BTW, Nice to Meet You All 

~Dey


----------



## Becky (Apr 6, 2010)

I've never tried it, but I get a lot of older ladies tell me they used to make soap, when what they mean is they used to grate up a commercial bar & re-shape it.

At a guess, I would say you went wrong in using the dove in the first place, but hey, if you don't experiment, you never find the new stuff! Without knowing how much extra oil you added I can't comment on if you added too much, but I'm pretty sure you can't add lots to M&P. I'm sure one of our talented M&P soapers will be able to chime in here and clarify 'lots'   

Oh! And welcome to the forum!


----------



## Tabitha (Apr 6, 2010)

There are several youtube videos of people melting dove type bars, they grow huge & get gooey or somthing, don't they? For a while kids were doing it for kicks.


----------



## Deyaniera (Apr 7, 2010)

Oh yeah boy did that sucker blow up like a cow. Reminded me of that Mythbusters episode where they filled a car with foam by leaving things in the backseat of a car, in the blazing heat.

I usually buy Shea, Cocoa butter, and Coconut oil. I had a giant pail of coconut oil left, so I wound up adding equal parts of coconut oil to the amount of melted Dove. Goop I tell you, Goop.

I CAN tell you that I found a M&P block of Goats Milk soap at my local AC Moore and tried that last night. I added Olive and Coconut oil to that in Equal parts (half soap, half oil), and threw in some orange peel, blackberry seeds, and essential oils to the mix. Then i topped it off with oatmeal after I poured it into the mold. I woke up this morn and tapped em. Hard as a rock! I am going to let them cure until the weekend and see how it goes.

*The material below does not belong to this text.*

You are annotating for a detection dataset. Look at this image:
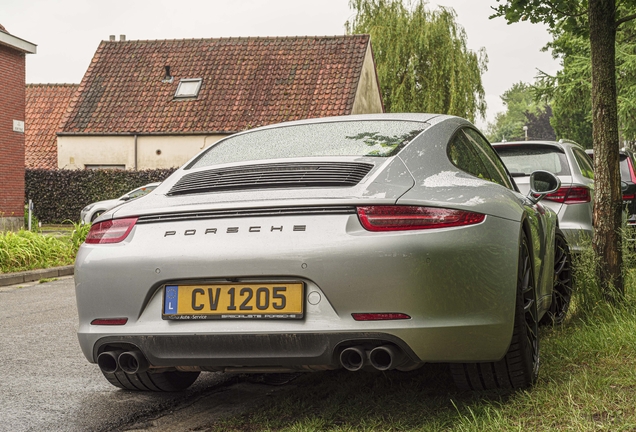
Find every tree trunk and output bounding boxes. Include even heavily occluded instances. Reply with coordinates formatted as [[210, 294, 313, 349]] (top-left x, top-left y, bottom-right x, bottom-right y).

BTW, I have found conflicting advice on the web regarding M&P curing times. Some places say you dont have to cure the soap, some say you do. What is your take on it?


----------



## Tabitha (Apr 8, 2010)

M&P does not have to cure. You cure CP soap to allow the saponification process to completed & for water to evaporate. M&P is already formed so there is no saponification  taking place nor is water evaporating. Some people say they like to wait a few days before they wrap the soaps to make them harder, but then you run the risk of the soap pulling glycerin out of the air & binding it to the bar making them sticky & wet, attracting lint, hair, dust & other ick.


----------



## Sayuri (Apr 12, 2010)

Tabitha is spot on with the curing advice. Just wanted to add that with M&P I only add 1 tablespoon of oil (mixed or on it's own) per LB of M&P maximum! Otherwise it takes away the lather from your soap and will become extremely gloopy.


----------